Szukaj w serwisie

×
11 kwietnia 2019

Adam Szejnfeld: Pany na folwarku

Adam Szejnfeld

Adam Szejnfeld

Religia i oświata zawsze stawały się jednymi z najważniejszych narzędzi gwarantowania rządzenia na długie wieki, a nie tylko na krótkie lata...

Często PiS przyrównywany jest do najeźdźców. Czy słusznie?...

Wszędzie na świecie, i to w różnych okresach historii, ludy podbijające inne narody, demolowały wszystko, co było związane z teraźniejszością, ale z jeszcze większym zapałałem zawsze zabierano się za historię, kulturę czy tradycję najechanych.

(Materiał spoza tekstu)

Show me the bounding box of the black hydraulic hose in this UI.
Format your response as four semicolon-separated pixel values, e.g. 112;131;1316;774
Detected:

Niszczono wszystko to, co składało się na świadomość społeczną budującą wewnętrzne więzi oparte na tożsamości i solidarności. Segregowano też ludzi. Zasada „dziel i rządź” stosowana była w zasadzie na każdym kontynencie i to w każdym okresie historii ludzkości, tej dawnej, jak i obecnie. Trudno się dziwić, wszak narodem zwaśnionym, skłóconym, rozdartym, łatwiej jest zarządzać niż jednolitą strukturą. Zresztą, jeśli najeźdźcy rządzili dłużej, to nie tylko dzielili naród, czy całe społeczeństwo, na lepszych i gorszych, ale z czasem także na swoich i nieswoich. Co rusz zaczynali podporządkowywać sobie nowe grupy i środowiska społeczne. Wszystko po to, aby zapewnić sobie pełne i długie panowanie. Jednych brali siłą i przemocą, innych strachem. Jednych kupowali pieniędzmi, innych pracą. Jednych dostrzegali i uznawali, innych pomijali.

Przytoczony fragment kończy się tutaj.